4

I had a program running for 2 days to build a Lucene index for around 160 million text files, and after the program ended, I tried searching the index and found the index was not correctly built, indexReader.numDocs() returned 0. I checked the index directory, it looked good, all the index data seemed to be there, the directory is 1.5 Gigabytes in size.

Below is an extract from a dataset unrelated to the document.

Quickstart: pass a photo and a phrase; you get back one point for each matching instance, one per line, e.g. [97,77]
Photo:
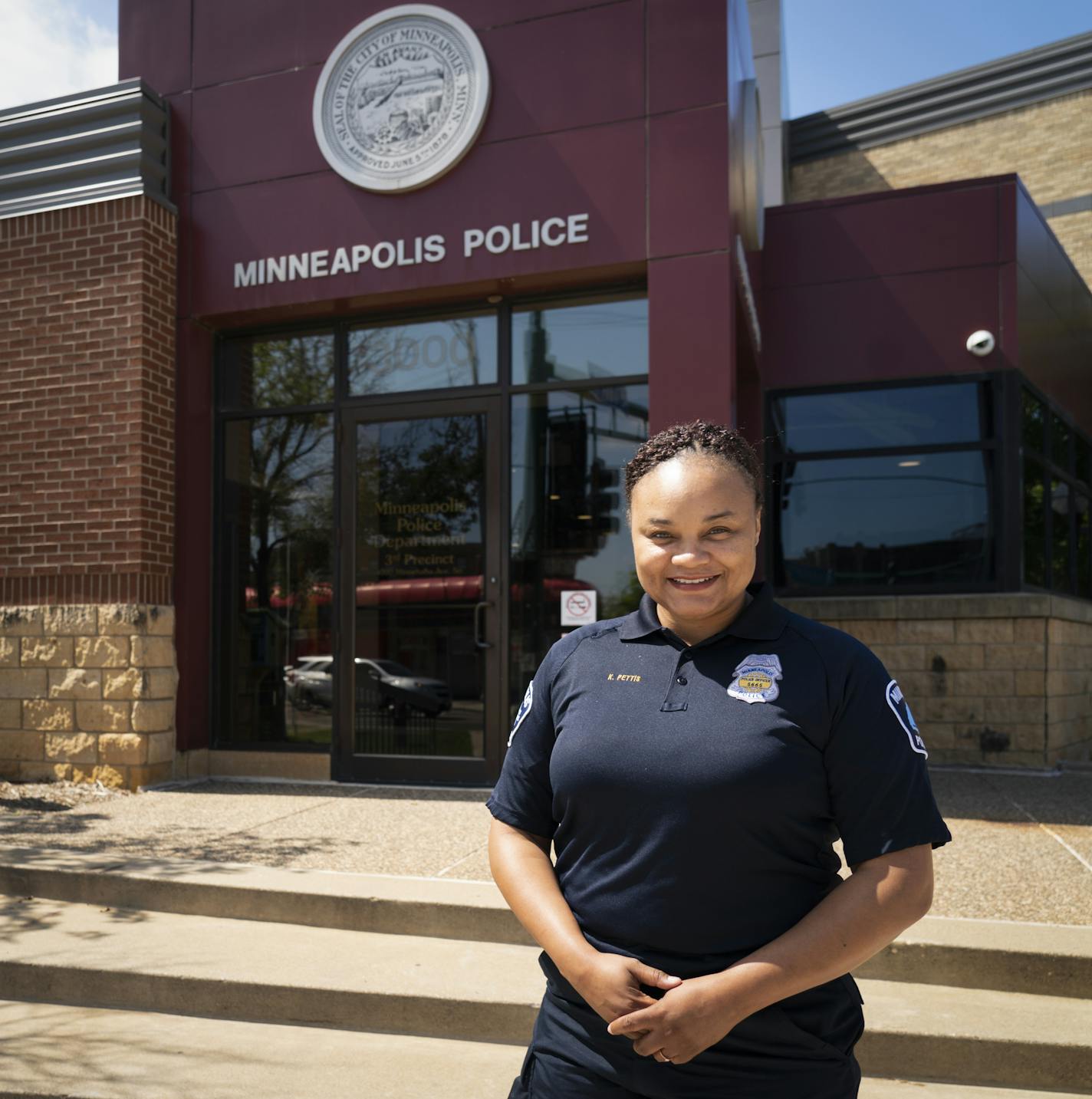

I checked my code and found that I forgot to call indexWriter.optimize() and indexWriter.close(), I want to know if it is possible to re-optimize() the index so I don't need to rebuild the whole index from scratch? I don't really want the program to take another 2 days.

Narayan
  • 6,031
  • 3
  • 41
  • 45
neevek
  • 11,760
  • 8
  • 55
  • 73
  • 1
    How do you know, index was corrupt? try opening in LUKE http://www.getopt.org/luke/ , see if it can show the Documents! – Narayan Mar 21 '11 at 06:27

1 Answers1

3

Calling IndexWriter.optimize() is not necessary and can be called at a later time by reopening the index. It just optimizes the documents in the index for better read performance and doesn't otherwise affect anything.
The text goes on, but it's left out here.